Character: Jo Harvelle

Poem: "The Road Not Taken" by Robert Frost


Two roads diverged in a yellow wood,
And sorry I could not travel both
And be one traveler, long I stood
And looked down one as far as I could
To where it bent in the undergrowth;

She watched the sun set in the distance and felt the early night breeze blow through her blonde hair. My life has just begun, she told herself. She held onto that affirmation for dear life and looked down each road.

Both looked the same. One ran east, the other west. Both were tarred, neither looked entirely promising. But somehow she knew that she needed to go east. Away from the sun, into the darkness.

Then took the other, as just as fair,
And having perhaps the better claim,
Because it was grassy and wanted wear;
Though as for that passing there
Had worn them really about the same,

She heaved her bag into a more comfortable position on her back and steeled herself for the life that was to come.
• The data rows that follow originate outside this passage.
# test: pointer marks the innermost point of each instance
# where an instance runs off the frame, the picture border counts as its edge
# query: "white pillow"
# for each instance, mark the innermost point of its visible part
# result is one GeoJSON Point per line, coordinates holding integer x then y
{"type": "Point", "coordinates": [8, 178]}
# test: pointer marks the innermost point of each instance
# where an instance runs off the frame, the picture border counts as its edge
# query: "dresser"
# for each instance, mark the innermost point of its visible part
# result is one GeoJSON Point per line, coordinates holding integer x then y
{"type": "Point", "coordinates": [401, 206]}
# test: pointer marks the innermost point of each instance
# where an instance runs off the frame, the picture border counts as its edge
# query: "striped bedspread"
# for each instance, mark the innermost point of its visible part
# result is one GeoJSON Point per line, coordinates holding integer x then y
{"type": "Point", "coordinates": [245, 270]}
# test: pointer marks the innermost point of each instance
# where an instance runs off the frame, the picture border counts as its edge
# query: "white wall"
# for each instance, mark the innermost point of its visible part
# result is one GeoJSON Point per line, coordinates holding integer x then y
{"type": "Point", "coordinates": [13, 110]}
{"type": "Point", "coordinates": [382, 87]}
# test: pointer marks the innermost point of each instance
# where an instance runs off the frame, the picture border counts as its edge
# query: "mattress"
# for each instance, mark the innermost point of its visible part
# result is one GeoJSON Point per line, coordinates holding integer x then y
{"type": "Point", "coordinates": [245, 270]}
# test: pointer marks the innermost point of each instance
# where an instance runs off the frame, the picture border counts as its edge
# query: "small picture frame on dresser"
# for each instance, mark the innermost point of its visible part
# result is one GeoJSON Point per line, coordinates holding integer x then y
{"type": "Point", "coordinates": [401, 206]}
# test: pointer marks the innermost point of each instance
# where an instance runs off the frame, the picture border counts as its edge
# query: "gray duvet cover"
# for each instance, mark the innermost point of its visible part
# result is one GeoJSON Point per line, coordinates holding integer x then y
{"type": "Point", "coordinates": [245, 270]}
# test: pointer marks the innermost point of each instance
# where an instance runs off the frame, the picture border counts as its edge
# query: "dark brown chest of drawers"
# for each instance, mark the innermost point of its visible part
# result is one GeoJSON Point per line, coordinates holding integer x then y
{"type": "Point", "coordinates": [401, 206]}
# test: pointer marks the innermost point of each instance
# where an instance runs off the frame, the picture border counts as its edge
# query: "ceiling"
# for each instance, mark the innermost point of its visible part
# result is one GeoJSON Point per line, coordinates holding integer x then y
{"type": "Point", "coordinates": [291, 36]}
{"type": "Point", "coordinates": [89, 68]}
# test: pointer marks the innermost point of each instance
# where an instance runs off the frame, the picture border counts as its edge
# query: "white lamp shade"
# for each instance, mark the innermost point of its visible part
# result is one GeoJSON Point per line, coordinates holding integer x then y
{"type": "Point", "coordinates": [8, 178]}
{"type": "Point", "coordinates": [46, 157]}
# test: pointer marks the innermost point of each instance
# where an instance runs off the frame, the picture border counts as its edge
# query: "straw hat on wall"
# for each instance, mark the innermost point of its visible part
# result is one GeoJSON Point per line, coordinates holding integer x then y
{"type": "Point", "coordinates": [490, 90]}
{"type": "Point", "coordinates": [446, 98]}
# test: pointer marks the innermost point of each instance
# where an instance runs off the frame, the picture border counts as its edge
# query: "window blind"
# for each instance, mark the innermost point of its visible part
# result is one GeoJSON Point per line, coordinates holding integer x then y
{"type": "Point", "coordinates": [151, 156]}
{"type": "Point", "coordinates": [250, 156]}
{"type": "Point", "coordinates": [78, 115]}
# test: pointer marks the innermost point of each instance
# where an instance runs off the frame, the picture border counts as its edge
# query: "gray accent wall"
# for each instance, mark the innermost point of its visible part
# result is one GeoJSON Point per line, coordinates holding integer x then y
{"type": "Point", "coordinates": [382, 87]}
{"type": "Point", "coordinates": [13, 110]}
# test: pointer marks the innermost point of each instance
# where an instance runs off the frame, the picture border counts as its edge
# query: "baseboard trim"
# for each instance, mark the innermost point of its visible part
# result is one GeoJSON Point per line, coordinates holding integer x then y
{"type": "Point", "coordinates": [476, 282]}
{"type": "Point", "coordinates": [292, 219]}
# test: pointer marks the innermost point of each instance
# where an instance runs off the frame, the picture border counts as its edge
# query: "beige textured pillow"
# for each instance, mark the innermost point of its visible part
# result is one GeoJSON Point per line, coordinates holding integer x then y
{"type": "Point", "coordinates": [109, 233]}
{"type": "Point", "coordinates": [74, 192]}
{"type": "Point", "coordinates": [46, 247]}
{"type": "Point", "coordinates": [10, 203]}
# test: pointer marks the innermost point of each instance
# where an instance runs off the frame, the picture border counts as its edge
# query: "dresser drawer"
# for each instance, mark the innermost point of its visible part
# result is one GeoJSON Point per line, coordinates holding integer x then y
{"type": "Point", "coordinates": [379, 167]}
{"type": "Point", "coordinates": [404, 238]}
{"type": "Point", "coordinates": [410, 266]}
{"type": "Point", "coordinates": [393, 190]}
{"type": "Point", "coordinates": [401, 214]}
It wouldn't be an easy one, no doubt about it. But it would be the life she wanted. Not the life that her mother wanted for her.

She loved her mother but the woman was over-bearing and she knew it. She understood that her mother wanted to protect her but she couldn't always do that.

She looked towards the setting sun and knew that most people would go that way. Towards light, towards good. But not her, never her.

And both that morning equally lay
In leaves no step has trodden black.
Oh, I kept the first for another day!
Yet knowing how way leads on to way,
I doubted if I should ever come back.

She headed down the darkened road to the east, keeping her ears and her eyes open for any signs of danger. She walked all night and tried not to think on what she was leaving behind. Her mother, Ash, the Roadhouse. Everything that she had ever known was gone now. To her anyway.

She doubted she would ever go back to the Roadhouse. It had been a suffocating place to live, despite the love and protection it offered her. She would always hold the place in her heart and knew that no matter what she said or did, she would always be welcome back there.

She walked for miles along the road, keeping a steady pace so as not to tire. She breathed slowly and deeply. She never once looked back at the road she had traveled. In her heart, she knew that she would never look back. Though she knew that one day she may regret her decision.

She was a hunter. Plain and simple. And she knew that walking east, into the darkness, would one day be the death of her.

I shall be telling this with a sigh
Somewhere ages and ages hence:
Two roads diverged in a yellow wood, and I –
I took the one less traveled by,
And that has made all the difference.